Support duplicate column aliases in queries

apache / datafusion

Apache DataFusion SQL Query Engine

https://datafusion.apache.org/

Apache License 2.0

6.33k stars 1.2k forks source link

Support duplicate column aliases in queries #13489

Open findepi opened 2 days ago

findepi commented 2 days ago

Which issue does this PR close?

Rationale for this change

In SQL, selecting single column multiple times is legal and most modern databases support this. This commit adds such support to DataFusion too.

What changes are included in this PR?

allow creation of schemas for duplicated names. DFSchema is used in logical plan to describe output of a relational operator, and In SQL, this is totally valid to have duplicated names
- a better long term fix would be to limit Schema use for field resolution during initial query plan building and use unambiguous "symbols" or "variables" in the logical plan. This would fall under https://github.com/apache/datafusion/issues/12723
add checks for CREATE TABLE and CREATE VIEW to disallow creation of tables with duplicate field names
- previously this was taken care of by schema construction checks, but only partially, as witnessed by https://github.com/apache/datafusion/issues/13487

Are these changes tested?

yes

Are there any user-facing changes?

yes, more valid queries are supported

jonahgao commented 1 day ago

allow creation of schemas for duplicated names

I think it's a good idea, as it allows the schema of the top plan to include duplicate names, thereby resolving #6543.

We can delay the name ambiguity check until a real column reference occurs. But currently, it seems that this check is not sufficient. For example

DataFusion CLI v43.0.0
> select t.a from (select 1 as a, 2 as a) t;
+---+
| a |
+---+
| 1 |
+---+
1 row(s) fetched.

This query did not return an error like it does in PostgreSQL and before. Perhaps we should improve ambiguity check when searching for field names from schemas after removing check_names.

findepi commented 1 day ago

We can delay the name ambiguity check until a real column reference occurs. But currently, it seems that this check is not sufficient. For example
DataFusion CLI v43.0.0
> select t.a from (select 1 as a, 2 as a) t;

Good catch. This is easy to solve.

The less easy part is that

select * from (select 1 as a, 2 as a) t;

should work. However, the * gets expanded to Expr expressions and these expressions have no way to differentiate between the two columns from a. This is because schema is used for both initial query analysis as well as in logical plans. Relates to https://github.com/apache/datafusion/issues/1468.

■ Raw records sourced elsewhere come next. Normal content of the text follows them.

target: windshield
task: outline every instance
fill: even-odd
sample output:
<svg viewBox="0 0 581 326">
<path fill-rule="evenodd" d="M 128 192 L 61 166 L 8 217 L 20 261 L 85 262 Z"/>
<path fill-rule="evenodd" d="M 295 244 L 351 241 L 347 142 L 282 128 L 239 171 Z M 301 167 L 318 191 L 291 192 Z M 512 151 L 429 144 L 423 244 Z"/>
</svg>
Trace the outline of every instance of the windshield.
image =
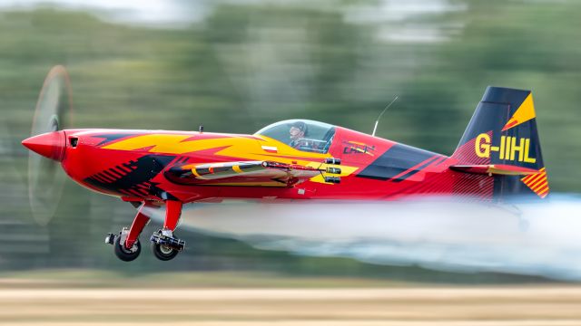
<svg viewBox="0 0 581 326">
<path fill-rule="evenodd" d="M 271 138 L 299 150 L 327 153 L 335 127 L 308 120 L 290 120 L 264 127 L 255 135 Z"/>
</svg>

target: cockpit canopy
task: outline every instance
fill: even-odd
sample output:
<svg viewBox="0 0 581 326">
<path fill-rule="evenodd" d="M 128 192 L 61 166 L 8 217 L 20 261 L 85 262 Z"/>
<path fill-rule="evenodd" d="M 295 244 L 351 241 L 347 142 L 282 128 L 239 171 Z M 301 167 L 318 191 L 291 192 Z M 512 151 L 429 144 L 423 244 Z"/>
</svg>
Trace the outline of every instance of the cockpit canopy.
<svg viewBox="0 0 581 326">
<path fill-rule="evenodd" d="M 275 122 L 256 131 L 296 149 L 327 153 L 335 135 L 335 127 L 309 120 L 288 120 Z"/>
</svg>

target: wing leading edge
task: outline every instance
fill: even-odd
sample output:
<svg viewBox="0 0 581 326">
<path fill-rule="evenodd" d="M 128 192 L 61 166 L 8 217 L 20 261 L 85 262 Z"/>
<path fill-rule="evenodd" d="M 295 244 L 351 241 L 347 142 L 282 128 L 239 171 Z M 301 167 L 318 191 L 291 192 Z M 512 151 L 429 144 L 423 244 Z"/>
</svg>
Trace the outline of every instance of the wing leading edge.
<svg viewBox="0 0 581 326">
<path fill-rule="evenodd" d="M 292 187 L 320 175 L 318 168 L 272 161 L 185 164 L 164 173 L 172 182 L 189 186 Z"/>
</svg>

jonahgao commented 21 hours ago

The less easy part is that
select * from (select 1 as a, 2 as a) t;
should work. However, the * gets expanded to Expr expressions and these expressions have no way to differentiate between the two columns from a. This is because schema is used for both initial query analysis as well as in logical plans. Relates to #1468.

We might need to introduce column index to differentiate them. Since this case was not previously supported either, maybe we can handle it later.